Pricing, reviews and the guest experience

Pricing short-term lets is dynamic: rates should flex with season, local events, day of week and lead time, and most operators adjust continuously rather than setting one figure. Early reviews tend to carry outsized weight, because guests lean heavily on social proof and platforms reward listings that consistently satisfy visitors. Front-load your effort into getting the first handful of stays genuinely right — accurate photos, honest descriptions, fast communication and a spotless handover — because reputation compounds. As a research step when assessing an area, comparable-listing data can help you build a realistic occupancy pattern for the year rather than relying on peak-season optimism.

Long-term versus short-term at a glance

DimensionLong-term tenancyShort-term / holiday let
Gross income potentialSteady, generally lower per nightPotentially higher per night, more variable
Operating workloadLow and periodicHigh and continuous
Void riskLonger, less frequent gapsFrequent unbooked nights; empty nights are lost forever
Regulatory exposureEstablished tenancy rulesEvolving, location-specific, sometimes capped or licensed
Cost profileFewer, larger costsMany recurring costs, especially per-turnover cleaning

Frequently asked questions

How do I know if short-term letting is even allowed for my property?

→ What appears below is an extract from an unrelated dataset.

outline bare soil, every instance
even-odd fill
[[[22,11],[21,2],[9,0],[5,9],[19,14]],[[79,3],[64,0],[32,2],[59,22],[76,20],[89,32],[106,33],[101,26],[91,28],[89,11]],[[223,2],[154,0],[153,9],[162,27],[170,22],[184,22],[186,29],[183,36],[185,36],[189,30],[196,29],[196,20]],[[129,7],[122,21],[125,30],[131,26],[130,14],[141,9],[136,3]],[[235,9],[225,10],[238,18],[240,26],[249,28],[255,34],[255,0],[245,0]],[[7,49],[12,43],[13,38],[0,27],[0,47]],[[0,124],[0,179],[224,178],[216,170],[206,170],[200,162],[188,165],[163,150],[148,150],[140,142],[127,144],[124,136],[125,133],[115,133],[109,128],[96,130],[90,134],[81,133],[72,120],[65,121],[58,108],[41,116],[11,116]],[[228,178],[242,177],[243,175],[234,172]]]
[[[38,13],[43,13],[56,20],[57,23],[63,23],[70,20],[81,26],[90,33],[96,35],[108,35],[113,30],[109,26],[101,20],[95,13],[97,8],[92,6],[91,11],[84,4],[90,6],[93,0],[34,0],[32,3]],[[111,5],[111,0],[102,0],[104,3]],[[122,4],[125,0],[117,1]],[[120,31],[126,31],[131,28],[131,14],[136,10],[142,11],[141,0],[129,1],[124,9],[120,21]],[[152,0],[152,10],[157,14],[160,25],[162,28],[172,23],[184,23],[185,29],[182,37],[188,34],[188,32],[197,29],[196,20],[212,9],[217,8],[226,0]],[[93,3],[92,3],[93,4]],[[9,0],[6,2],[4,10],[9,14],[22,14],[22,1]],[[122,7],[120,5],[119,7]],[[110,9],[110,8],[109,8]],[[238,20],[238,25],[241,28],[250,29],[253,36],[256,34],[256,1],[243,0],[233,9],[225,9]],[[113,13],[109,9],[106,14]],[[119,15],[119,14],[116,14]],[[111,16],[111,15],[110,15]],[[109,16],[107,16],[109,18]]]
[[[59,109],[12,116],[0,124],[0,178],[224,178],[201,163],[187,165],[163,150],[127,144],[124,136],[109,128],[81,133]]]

Confirm it across four sources in writing before you commit: the local authority or planning portal, the property's title and any lease, your mortgage lender, and your insurer. Each can independently prohibit short-term use, and verbal assurances are not enough. Because rules vary by jurisdiction and change over time, treat this as a purchase condition and get professional confirmation.

Why is my gross income so much higher than my actual profit?

Because short-term letting carries many recurring costs that long lets do not — platform fees, per-turnover cleaning, consumables, higher insurance, possible management fees and unbooked nights. Working through the net-yield structure above, line by line with your own figures, is the only reliable way to see what you actually keep.

Should I judge a property by its nightly rate?

No. A high nightly rate means little if the calendar is mostly empty. Use RevPAR (revenue per available night), which blends rate and occupancy, so you compare properties and seasons on a consistent, honest basis.

Can I finance a holiday let with a normal buy-to-let mortgage?

Often not. Short-term and holiday-let lending is frequently a separate product category with different terms and conditions. Ask lenders directly and get written confirmation, since using an unsuitable product may breach your mortgage terms.

Is this a genuinely passive investment?

Rarely. Short-term letting behaves more like operating a small hospitality business, with continuous pricing, guest communication, cleaning coordination and maintenance. You can outsource much of it to a manager, but only if you have modelled that fee into your net figures from the start.